Il gruppo consiliare Resistere Veneto interviene sul caso della bambina di cinque anni di Padova, indicata con il nome di fantasia “Alba”, prelevata a scuola dai servizi sociali in esecuzione di un provvedimento del tribunale per i minorenni. I consiglieri regionali parlano di “profonda tristezza” e “sincero turbamento” dopo quanto avvenuto ieri mattina all’interno dell’istituto scolastico.
Secondo quanto riferito nel comunicato, i servizi sociali avrebbero portato via la bambina in lacrime direttamente dall’ambiente scolastico. “Una scena che, al di là di ogni valutazione giuridica o tecnica, colpisce profondamente sul piano umano e lascia sgomenta la comunità”, dichiarano gli esponenti del gruppo Resistere Veneto.
I consiglieri spiegano di avere già interessato il garante regionale dei diritti della persona prima dell’esecuzione del provvedimento.

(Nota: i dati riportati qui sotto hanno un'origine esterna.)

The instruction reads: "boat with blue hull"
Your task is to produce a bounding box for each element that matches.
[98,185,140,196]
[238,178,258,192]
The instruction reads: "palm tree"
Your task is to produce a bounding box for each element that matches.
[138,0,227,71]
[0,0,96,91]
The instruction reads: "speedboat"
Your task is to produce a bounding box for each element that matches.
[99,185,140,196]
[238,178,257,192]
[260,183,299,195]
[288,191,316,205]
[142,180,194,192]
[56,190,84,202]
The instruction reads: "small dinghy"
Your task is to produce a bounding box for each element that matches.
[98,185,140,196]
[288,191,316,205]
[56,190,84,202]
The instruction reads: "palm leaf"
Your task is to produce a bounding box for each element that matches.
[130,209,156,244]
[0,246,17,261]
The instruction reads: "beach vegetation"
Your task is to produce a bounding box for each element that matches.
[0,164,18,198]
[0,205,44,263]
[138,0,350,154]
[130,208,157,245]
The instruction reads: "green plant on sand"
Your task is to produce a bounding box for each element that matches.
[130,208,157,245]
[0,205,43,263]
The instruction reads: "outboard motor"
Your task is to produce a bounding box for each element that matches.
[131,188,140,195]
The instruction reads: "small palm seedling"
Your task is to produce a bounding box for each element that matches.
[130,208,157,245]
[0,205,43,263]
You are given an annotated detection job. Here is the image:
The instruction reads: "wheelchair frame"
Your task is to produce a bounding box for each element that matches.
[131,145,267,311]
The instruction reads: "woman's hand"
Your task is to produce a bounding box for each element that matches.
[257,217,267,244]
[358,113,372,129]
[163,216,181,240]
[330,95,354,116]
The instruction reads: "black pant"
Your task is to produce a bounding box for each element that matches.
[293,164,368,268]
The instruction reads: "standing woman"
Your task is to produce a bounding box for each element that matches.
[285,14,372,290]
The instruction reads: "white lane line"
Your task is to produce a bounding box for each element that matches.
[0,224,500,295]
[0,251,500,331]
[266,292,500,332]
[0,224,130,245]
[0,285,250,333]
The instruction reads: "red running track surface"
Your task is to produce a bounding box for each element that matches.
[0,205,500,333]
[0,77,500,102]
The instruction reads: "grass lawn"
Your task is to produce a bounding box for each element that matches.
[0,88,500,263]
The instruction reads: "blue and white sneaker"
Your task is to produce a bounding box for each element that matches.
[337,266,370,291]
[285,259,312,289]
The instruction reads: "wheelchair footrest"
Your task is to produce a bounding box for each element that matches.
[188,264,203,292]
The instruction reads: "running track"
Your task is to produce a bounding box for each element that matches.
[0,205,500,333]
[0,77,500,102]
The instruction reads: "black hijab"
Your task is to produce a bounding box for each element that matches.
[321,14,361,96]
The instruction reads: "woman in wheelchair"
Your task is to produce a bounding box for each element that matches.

La richiesta puntava a ottenere “attenzione, vigilanza e monitoraggio sul caso”, soprattutto per il timore che eventuali interventi coercitivi potessero provocare conseguenze traumatiche sulla minore.
Nel comunicato, il gruppo ribadisce il rispetto per l’autonomia della magistratura e per il lavoro degli operatori coinvolti nella vicenda. Allo stesso tempo, però, sottolinea la necessità di considerare l’impatto umano ed emotivo della situazione: “Quando una bambina di cinque anni viene allontanata piangendo dal proprio ambiente, il tema non è tanto giuridico quanto soprattutto umano, psicologico ed emotivo”, affermano i consiglieri regionali.
In chiusura, i consiglieri regionali rinnovano la fiducia nel ruolo del garante regionale dei diritti dell’infanzia e dell’adolescenza. “In vicende così dolorose servono equilibrio, umanità e silenzio responsabile. Ma serve anche il coraggio istituzionale di ricordare che, prima di ogni sentenza e prima di ogni conflitto tra adulti, esiste una bambina”, concludo i consiglieri.